Border Bond
Once while on a tour of the Tyrol I decided to visit a valley that I had only heard about. Though in Austria, it could only be reached by way of Italy, its Austrian end being blocked by a steep mountain ridge. I drove down south, through Italy, came up into the valley and kept driving up in the mountains, the roads getting smaller and smaller until finally the road ended at a farmhouse. I got out and started talking with an old man there. As things progressed I began to speak about sound and at one point he stopped me excitedly and said: 'Do you know that we have a very old legend around here? In fact this mountain barrier between us and the rest of Austria is not very wide; as the crow flies it's only three kilometers. Just on the other side of this ridge is another town about the size of ours.

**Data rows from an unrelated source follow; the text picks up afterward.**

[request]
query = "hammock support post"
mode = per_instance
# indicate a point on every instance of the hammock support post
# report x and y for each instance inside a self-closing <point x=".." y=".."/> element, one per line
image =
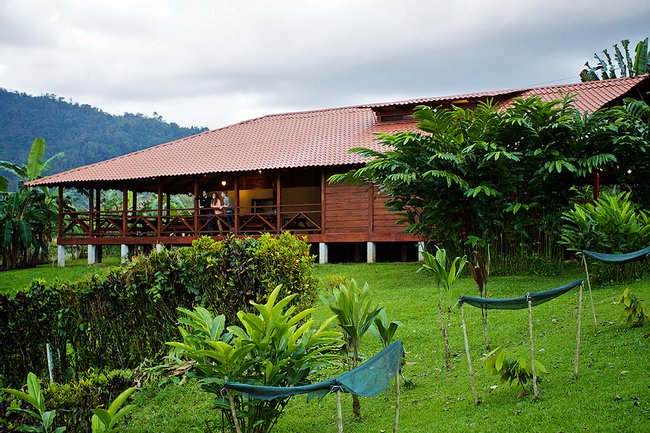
<point x="396" y="420"/>
<point x="591" y="297"/>
<point x="233" y="409"/>
<point x="532" y="349"/>
<point x="469" y="359"/>
<point x="339" y="413"/>
<point x="575" y="362"/>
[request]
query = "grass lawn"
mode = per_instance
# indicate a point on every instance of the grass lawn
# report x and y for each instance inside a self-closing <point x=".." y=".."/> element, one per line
<point x="611" y="393"/>
<point x="17" y="280"/>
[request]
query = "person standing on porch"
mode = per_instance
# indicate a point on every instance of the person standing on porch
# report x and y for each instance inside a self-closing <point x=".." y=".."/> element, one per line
<point x="215" y="204"/>
<point x="204" y="209"/>
<point x="226" y="205"/>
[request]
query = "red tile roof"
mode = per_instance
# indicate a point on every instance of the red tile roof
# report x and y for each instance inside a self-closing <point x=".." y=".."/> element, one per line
<point x="589" y="96"/>
<point x="303" y="139"/>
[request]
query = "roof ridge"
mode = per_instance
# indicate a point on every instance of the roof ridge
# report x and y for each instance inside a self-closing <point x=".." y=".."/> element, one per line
<point x="93" y="164"/>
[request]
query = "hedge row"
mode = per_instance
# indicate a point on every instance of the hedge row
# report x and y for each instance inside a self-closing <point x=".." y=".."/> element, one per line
<point x="120" y="318"/>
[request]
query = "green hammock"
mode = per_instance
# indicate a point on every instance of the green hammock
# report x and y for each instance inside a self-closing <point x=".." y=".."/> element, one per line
<point x="526" y="301"/>
<point x="367" y="380"/>
<point x="618" y="259"/>
<point x="517" y="303"/>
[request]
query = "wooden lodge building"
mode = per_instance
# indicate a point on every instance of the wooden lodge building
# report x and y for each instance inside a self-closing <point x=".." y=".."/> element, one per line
<point x="275" y="170"/>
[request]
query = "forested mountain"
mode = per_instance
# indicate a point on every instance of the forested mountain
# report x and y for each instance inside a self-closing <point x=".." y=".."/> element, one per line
<point x="85" y="134"/>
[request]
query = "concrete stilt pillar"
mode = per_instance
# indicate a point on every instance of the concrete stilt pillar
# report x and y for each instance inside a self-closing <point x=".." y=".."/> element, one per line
<point x="420" y="251"/>
<point x="371" y="252"/>
<point x="322" y="253"/>
<point x="61" y="256"/>
<point x="124" y="253"/>
<point x="92" y="254"/>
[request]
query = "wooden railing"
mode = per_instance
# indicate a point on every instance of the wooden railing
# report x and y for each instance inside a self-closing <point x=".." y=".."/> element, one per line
<point x="247" y="220"/>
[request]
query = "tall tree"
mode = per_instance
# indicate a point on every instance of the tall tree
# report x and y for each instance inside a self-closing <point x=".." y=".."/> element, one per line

The story is that if you climb the mountain and stand on one particular point, you can actually hear the bells of both villages at once' – one point where you can, in a sense, be in both towns at the same time.
I found it fascinating that this was such an important idea to these people, for them it seemed a miracle. They felt that this formidable geological barrier could be bridged in some sense solely with sound. If this was so, then why not reverse the situation. If instead a sound were placed at that listening point, of course that sound would be heard by both villages simultaneously. It would no longer be just a myth. One could make a sound once a day and, at that moment daily, these two places would become united.
The concept is broader; one could go further. A periodic sound heard simultaneously on both sides of any border would unify cross-border communities. It could rejoin cultural groups which have been divided by a national border, or begin to build a bond between different groups who have traditionally been divided – a sound which would create moments in common between separated peoples.